Let's this thread be about util boosting vs energy boosting.

Short recap of the conversation:

Peter:
>>> (I have vague memories of this (the util boosting) being proposed
earlier; it also avoids
>>> that double OPP iteration thing complained about elsewhere in this
>>> thread if I'm not mistaken).
>>

Douglas:
>> It should be possible to get rid of the double iteration mentioned by
>> Quentin. Choosing to boost the util or the energy boils down to:
>>
>> 1) If you care more about predictable battery life (or energy bill) than
>> predictability of the boost feature, EM should be used.
>>
>> 2) If you don't have an EM or you care more about having a predictable
>> boost for a given workload, use util (or disable that boost).
>>
>> The rational is that with 1), you will get a different speed boost for a
>> given workload depending on the other things executing at the same time,
>> as the speed up is not linear with the task-related metric (util -
>> util_est). If you are already at high freq because of another workload,
>> the speed up will be small because the next 100Mhz will cost much more
>> than the same +100Mhz delta starting from a low OPP.

Peter:
>
> It's just that I'm not seeing how 1 actually works or provides that more
> predictable battery life I suppose. We have this other sub-thread to
> argue about that :-)

Here is a more detailed version of util boost vs energy boost.
The goal of what follows is to show that util-based boost gives predictable
performance speedup, while energy-based boost gives predictable increase in
energy consumption.

In both cases, the boost value is computed as (util - ue.enqueued),
and only its interpretation differs:
* as an increase in util for util-based boost
* as an OPP cost margin for the energy-based boost


util(wload) = util_avg(wload)
util_est_enqueued(wload)
	| wload is enqueued = f(util_avg(wload))
	| otherwise         = 0

(wloadA + wloadB) denotes a "virtual" task that is running whenever either
wloadA or wloadB is running.

# Assuming wloadA and wloadB are attached to the same rq:
util(wloadA + wloadB) = util(wloadA) + util(wloadB)
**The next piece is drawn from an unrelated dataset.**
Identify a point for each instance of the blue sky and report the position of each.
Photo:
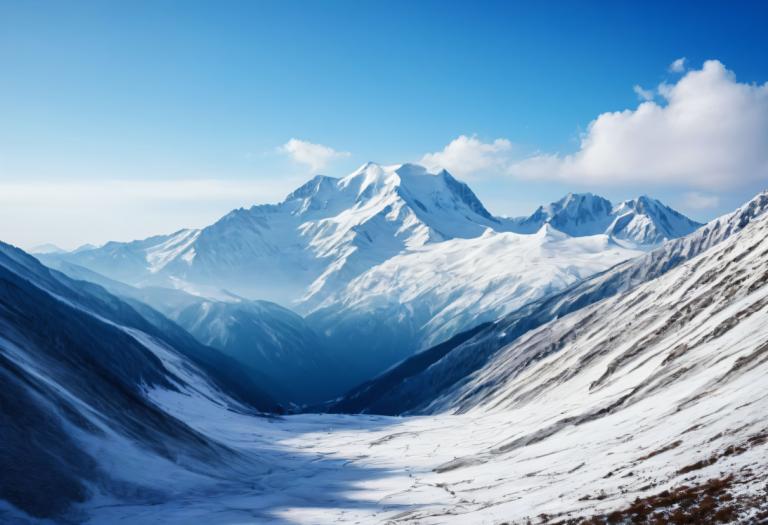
(133, 108)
# Assuming wloadA and wloadB do not preempt each other:
util_est_enqueued(wloadA + wloadB) =
	util_est_enqueued(wloadA) + util_est_enqueued(wloadB)

# boostU(wload) is the increase of util due to the util-based boost.
# boostE(wload) is the increase of *util* due to the energy-based boost.

boostU(wload) 
	| wload enqueued and util(wload) > util_est_enqueued(wload) =
		util(wload) - util_est_enqueued(wload)
	| otherwise = 0

boostU(wloadA + wloadB) = util(wloadA + wloadB) -
    util_est_enqueued(wloadA + wloadB)
boostU(wloadA + wloadB) = util(wloadA) + util(wloadB) -
    util_est_enqueued(wloadA) - util_est_enqueued(wloadB)
boostU(wloadA + wloadB) = boostU(wloadA) + boostU(wloadB)
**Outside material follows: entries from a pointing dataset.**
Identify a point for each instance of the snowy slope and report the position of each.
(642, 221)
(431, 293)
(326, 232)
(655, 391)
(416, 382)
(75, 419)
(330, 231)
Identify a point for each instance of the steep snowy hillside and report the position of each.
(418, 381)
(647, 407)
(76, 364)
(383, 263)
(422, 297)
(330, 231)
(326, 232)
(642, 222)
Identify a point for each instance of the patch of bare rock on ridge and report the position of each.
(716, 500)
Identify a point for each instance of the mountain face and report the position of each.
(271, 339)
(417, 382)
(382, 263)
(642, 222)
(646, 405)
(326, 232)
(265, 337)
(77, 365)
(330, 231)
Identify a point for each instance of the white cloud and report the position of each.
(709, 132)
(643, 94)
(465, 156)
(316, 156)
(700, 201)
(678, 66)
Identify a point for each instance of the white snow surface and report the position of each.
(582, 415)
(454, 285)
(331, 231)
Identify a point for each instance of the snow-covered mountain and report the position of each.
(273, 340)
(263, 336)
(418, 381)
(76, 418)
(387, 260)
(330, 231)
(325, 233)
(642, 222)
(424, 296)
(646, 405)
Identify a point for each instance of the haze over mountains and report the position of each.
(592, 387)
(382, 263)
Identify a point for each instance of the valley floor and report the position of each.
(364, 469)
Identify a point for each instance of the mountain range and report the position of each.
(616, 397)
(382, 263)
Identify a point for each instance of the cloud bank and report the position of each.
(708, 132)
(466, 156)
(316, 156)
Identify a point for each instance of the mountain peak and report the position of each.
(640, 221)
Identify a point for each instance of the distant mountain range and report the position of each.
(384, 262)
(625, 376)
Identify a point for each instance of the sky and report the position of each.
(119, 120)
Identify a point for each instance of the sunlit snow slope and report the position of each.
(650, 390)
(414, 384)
# Now if we now intepret the same boost value as a freq energy cost margin:
boostE(wload) 
	| wload enqueued and util(wload) > util_est_enqueued(wload) =
		apply_boostE(util(wload), util_est_enqueued(wload), map_util_freq(util(wload)))
	| otherwise = 0

# with:
apply_boostE(util, util_est_enqueued, base_freq) = 
	boost = util - util_est_enqueued
	boosted_freq = freq_at(boost + cost_of(base_freq))
	freq_delta = boosted_freq - base_freq
	speedup = 1 + freq_delta / max_freq
	return util * speedup

Since freq_at(cost) function is not a linear function of cost
and util(wloadA + wloadB) = util(wloadA) + util(wloadB),
apply_boostE() is not a linear function of wload, which means:
boostE(wloadA + wloadB) != boostE(wloadA) + boostE(wloadB)

This means the speedup (util increase) given by boostE cannot be evaluated for
one task without considering all other attached tasks on the same rq. Therefore
the speedup introduced by boostE is not easily predictable.

On the other hand, the increase in energy cost is linear in the workload for
energy-based boost. but not linear for the util-based boost.

That made me realize that to achieve that, EM_COST_MARGIN_SCALE needs to
map to the highest cost in the system, not the highest cost of the
current CPU, I will fix that.

Also, util_est_enqueued is not linear in the general case when wloadA and
wloadB preempt each-other. There could be ways of making that work but it's
probably a better idea to move the logic at the task level and aggregate the
flag at runqueue level. This will also allow the boost to work when the set of
enqueued tasks varies, which is likely to happen in a real system.